George Francis Morton was born in Brooklyn on Sept. 3, 1941. When he was about 14, his family moved to Hicksville, on Long Island, which his parents thought would provide a wholesome atmosphere.
“They had the theory, ‘My boy’s gonna get in trouble, so we’re gonna move him out of Brooklyn,’ ” Mr. Morton told the music magazine Time Barrier Express in 1979.
Scarcely into their suburban idyll, the Mortons discovered that the parents of every budding juvenile delinquent in the city had had the same idea. To young Mr. Morton’s boundless delight, he said, he found the largest gang “walking the streets of Bethpage and Hicksville that you ever want to meet.”
In high school, Mr. Morton formed a doo-wop group. But, leaving school before graduating, he found himself at loose ends.
In 1964 he paid a call on Ms. Greenwich, an acquaintance from Long Island musical circles. She had hit the big time — working for the producer-songwriters Jerry Leiber and Mike Stoller in the Brill Building, Manhattan’s vaunted hive of composers and lyricists.
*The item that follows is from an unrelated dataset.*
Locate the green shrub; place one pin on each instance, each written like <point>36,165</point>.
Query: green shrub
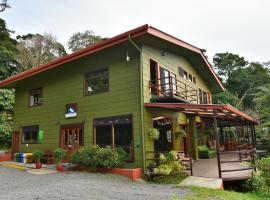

Also in the office that day, working quietly at the piano, was Mr. Barry, Ms. Greenwich’s husband and collaborator.
“My Brooklyn alcoholic paranoia kicked in,” Mr. Morton recalled in an interview with Vanity Fair in 2001. “I saw a guy sitting with his back to me, ignoring me — and being very impolite.”
As Mr. Morton rose to leave, Mr. Barry turned to him. “Just what is it you do for a living?” he asked.
“I’m a songwriter — like you,” Mr. Morton replied, with full Brooklyn braggadocio.
“What kind of songs?”
“Hit songs.”
“Why don’t you bring me one?” Mr. Barry said, with audible skepticism.
Mr. Morton phoned a friend who had a basement recording studio. He phoned another friend, who had a four-piece band. He phoned a third, who knew some high school girls from Queens who sang locally as the Shangri-Las.
With these elements in place, Mr. Morton, on his way to the recording session, realized he lacked one thing: a song. Pulling his car over on a stretch of Long Island road, he wrote “Remember.”
Mr. Morton’s marriage to Lois Berman ended in divorce. His survivors include three daughters, Stacey Morton, Danielle Morton and Keli Morton Gerrits; a sister, Geraldine; and three grandchildren.
In later years, Mr. Morton, who underwent treatment for alcoholism in the mid-1980s and remained sober to the end of his life, had a second career as a designer of golf clubs.
He never abandoned songwriting. At his death, Ms. Krakow said, Mr. Morton had more than 300 songs to his credit, most unrecorded.